The University of Hull researchers have developed a method of loading nanoparticles with numerous light-sensitive molecules, which can help to establish an effective type of photodynamic therapy (PDT) for cancer treatment.
The PDT utilizes molecules, which when illuminated with light damages cells and generates oxygen in toxic forms known as reactive oxygen species. PDT utilizes single light-sensitive molecules whereas it is possible for the nanoparticles to transport hundreds of molecules to a cancerous area.
The PDT uses several light-sensitive molecules called photosensitisers. Each molecule absorbs specific portions of the light spectrum. The research team from the University of Hull placed one type of photosensitiser within and another type on the outside of each nanoparticle, which resulted in the creation of a highly reactive oxygen species using the same amount of light. The recent issue of Molecular Pharmaceutics published the research findings.
Dr Ross Boyle, lead researcher, stated that the nanoparticles have been specially designed with the right dimensions to penetrate the tumor with ease. He added that minute cancer tumors receive oxygen and nutrients by the process of diffusion. When tumors reach a particular size, they have to develop blood vessels to continue their growth, he says.

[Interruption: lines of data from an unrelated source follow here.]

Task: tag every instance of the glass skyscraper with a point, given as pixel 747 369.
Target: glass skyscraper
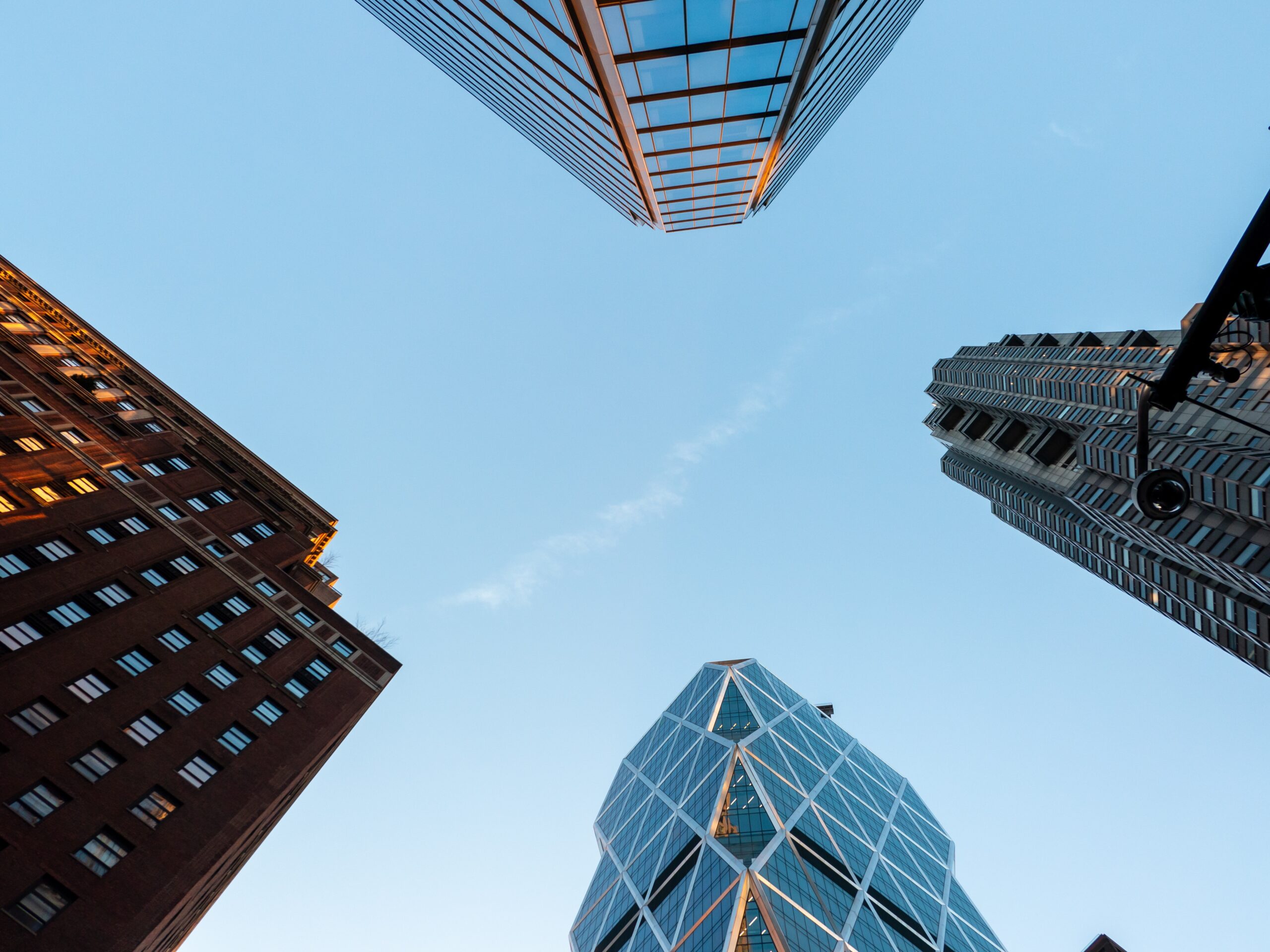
pixel 746 821
pixel 679 114
pixel 1043 427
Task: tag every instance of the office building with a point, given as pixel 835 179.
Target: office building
pixel 679 115
pixel 172 673
pixel 1043 427
pixel 747 821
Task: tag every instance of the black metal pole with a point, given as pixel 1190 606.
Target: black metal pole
pixel 1193 353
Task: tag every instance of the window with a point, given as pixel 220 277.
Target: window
pixel 221 676
pixel 225 612
pixel 110 532
pixel 264 647
pixel 198 770
pixel 103 851
pixel 218 549
pixel 268 711
pixel 55 550
pixel 39 803
pixel 41 904
pixel 136 662
pixel 19 635
pixel 96 763
pixel 89 687
pixel 155 806
pixel 309 677
pixel 235 739
pixel 169 570
pixel 114 595
pixel 145 729
pixel 186 701
pixel 37 716
pixel 46 494
pixel 175 639
pixel 26 558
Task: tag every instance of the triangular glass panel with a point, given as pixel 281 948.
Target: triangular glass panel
pixel 714 878
pixel 711 933
pixel 833 892
pixel 780 794
pixel 902 940
pixel 785 873
pixel 668 903
pixel 644 940
pixel 606 874
pixel 743 827
pixel 755 936
pixel 867 935
pixel 767 709
pixel 963 907
pixel 920 806
pixel 704 709
pixel 701 805
pixel 647 862
pixel 808 774
pixel 681 705
pixel 801 933
pixel 674 786
pixel 780 690
pixel 736 720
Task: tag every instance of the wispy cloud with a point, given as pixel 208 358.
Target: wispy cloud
pixel 1081 140
pixel 517 583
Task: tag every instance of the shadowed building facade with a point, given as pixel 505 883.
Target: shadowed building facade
pixel 1043 427
pixel 172 673
pixel 679 114
pixel 746 821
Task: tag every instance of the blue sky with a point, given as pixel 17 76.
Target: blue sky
pixel 573 460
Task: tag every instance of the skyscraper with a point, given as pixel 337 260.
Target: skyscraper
pixel 1104 945
pixel 681 115
pixel 746 821
pixel 172 673
pixel 1043 427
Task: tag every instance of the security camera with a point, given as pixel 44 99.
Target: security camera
pixel 1161 494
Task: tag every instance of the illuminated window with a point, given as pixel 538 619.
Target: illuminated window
pixel 37 716
pixel 96 763
pixel 145 729
pixel 89 687
pixel 198 770
pixel 41 904
pixel 46 494
pixel 103 851
pixel 155 806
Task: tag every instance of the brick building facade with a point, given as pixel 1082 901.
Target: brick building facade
pixel 172 672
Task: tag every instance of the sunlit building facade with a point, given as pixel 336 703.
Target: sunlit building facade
pixel 680 114
pixel 173 673
pixel 1043 425
pixel 747 821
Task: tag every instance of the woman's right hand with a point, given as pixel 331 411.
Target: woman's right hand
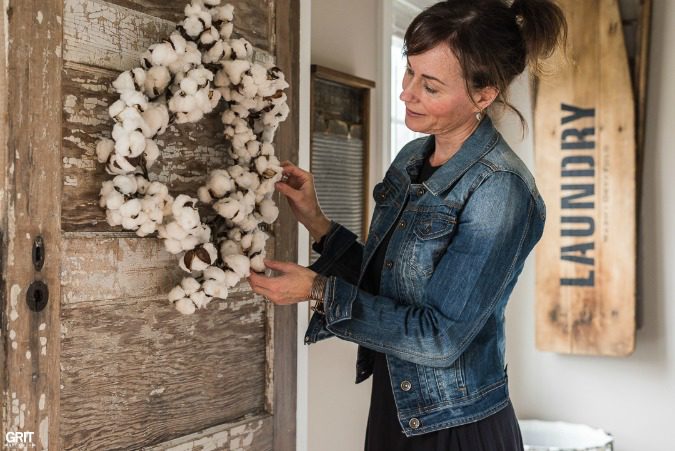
pixel 298 188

He also explained that these newly formed blood vessels are permeable and not as stable as normal blood vessels. The nanoparticles have been designed such that the blood vessel pressure will enable them to traverse through the gap between the cells and to enter into the tumor tissue.
The nanoparticles are formed from a material that prevents leaching of its contents in the blood. Light activates the nanoparticles at the tumor area causing the toxic reactive oxygen species to diffuse out of the nanoparticles limiting the damage of the cells to the cancer sites alone.
The nanoparticles were tested on colon cancer cells and though they were able to penetrate the cells, researchers found that nanoparticles were more effective when placed adjacent to the cells rather than inside them.